CARAM-Cambodia, Licadho, and Adhoc last week called on the authorities to apprehend the men and to seek compensation for victims who never received their salaries while working as domestic servants in Malaysia or on fishing boats around Southeast Asia.

“The compensation must be on a case-by-case basis. Some victims want compensation, some want the companies’ directors to be prosecuted,” CARAM-Cambodia Executive Director Ya Navuth told a press conference.

“The decision should be made by the court. We, as the civil societies, can only raise the victims’ concerns so that the government can resolve the issue.”

Licadho President Pung Chhiv Kek said that some of the victims who had worked as maids in Malaysia claimed they had been abused and raped, but that the two companies never sought justice for them.

“This problem can’t be swept away,” she said. “The victims have been calling my cell phone.”

Pung Chhiv Kek told RFA that some of the maids she had spoken to said they were placed in the homes of the two companies’ directors, who had used cameras to monitor them. Others said they were forced to sleep in the garage of the homes they worked in and were not given enough food to eat.

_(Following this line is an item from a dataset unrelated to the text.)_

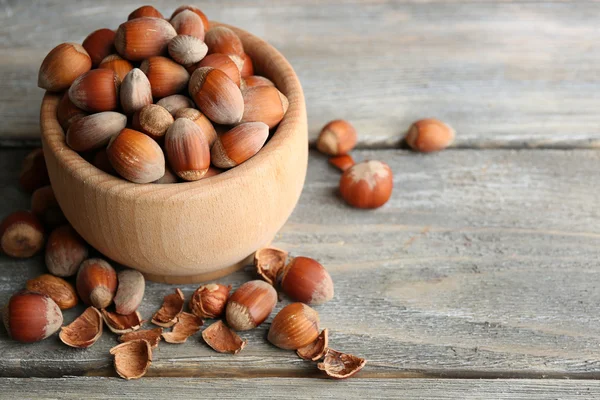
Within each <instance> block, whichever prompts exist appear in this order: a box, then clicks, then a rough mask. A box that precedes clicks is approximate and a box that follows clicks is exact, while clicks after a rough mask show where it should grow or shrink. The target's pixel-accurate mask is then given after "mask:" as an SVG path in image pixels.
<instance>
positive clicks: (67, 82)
mask: <svg viewBox="0 0 600 400" xmlns="http://www.w3.org/2000/svg"><path fill="white" fill-rule="evenodd" d="M90 68H92V60H91V58H90V56H89V54H88V53H87V51H85V49H84V48H83V46H81V45H80V44H78V43H62V44H59V45H58V46H56V47H55V48H53V49H52V50H51V51H50V53H48V55H47V56H46V58H44V61H42V65H41V66H40V71H39V74H38V86H39V87H40V88H42V89H46V90H48V91H50V92H60V91H62V90H65V89H67V88H68V87H69V86H71V84H72V83H73V82H74V81H75V79H77V78H78V77H79V76H81V75H82V74H84V73H86V72H87V71H89V70H90Z"/></svg>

A 32-year-old trafficking victim named Mao Sopheak, who said he was sent to work in Fiji’s fishing industry in 2011, told reporters that he had been promised U.S. $150 a month. Instead, he said, he was forced to work 18-20 hours a day and was given no financial compensation.

“Sometimes I worked 29-30 hours. And sometimes they only gave me food every two to three days,” he said.

Trafficking

Precise figures on human trafficking in Cambodia are hard to come by, but the country is known to be a source, transit, and destination country for human trafficking.

A primary destination for trafficking victims from Cambodia is neighboring Thailand, where an estimated 100,000 Cambodian migrant workers are living illegally.

Many of them are recruited with the promise of better wages, but soon find themselves deceived about payment and length of service, and without any rights as illegal residents.

In 2011, more than 100 Cambodian men forced into labor on Thai fishing boats were repatriated after escaping from their traffickers or being rescued during raids, the U.S. State Department said in its 2012 global Trafficking in Persons report.

In June, the department honored Cambodian trafficking victim Vannak Anan Prum, who suffered years of forced labor on fishing boats in Thailand and on a plantation in neighboring Malaysia, as one of its “Heroes Working to End Modern-Day Slavery” for artwork he published about his experience.

Reported by Sok Serey and by Samean Yun for RFA’s Khmer service. Translated by Samean Yun. Written in English by Joshua Lipes.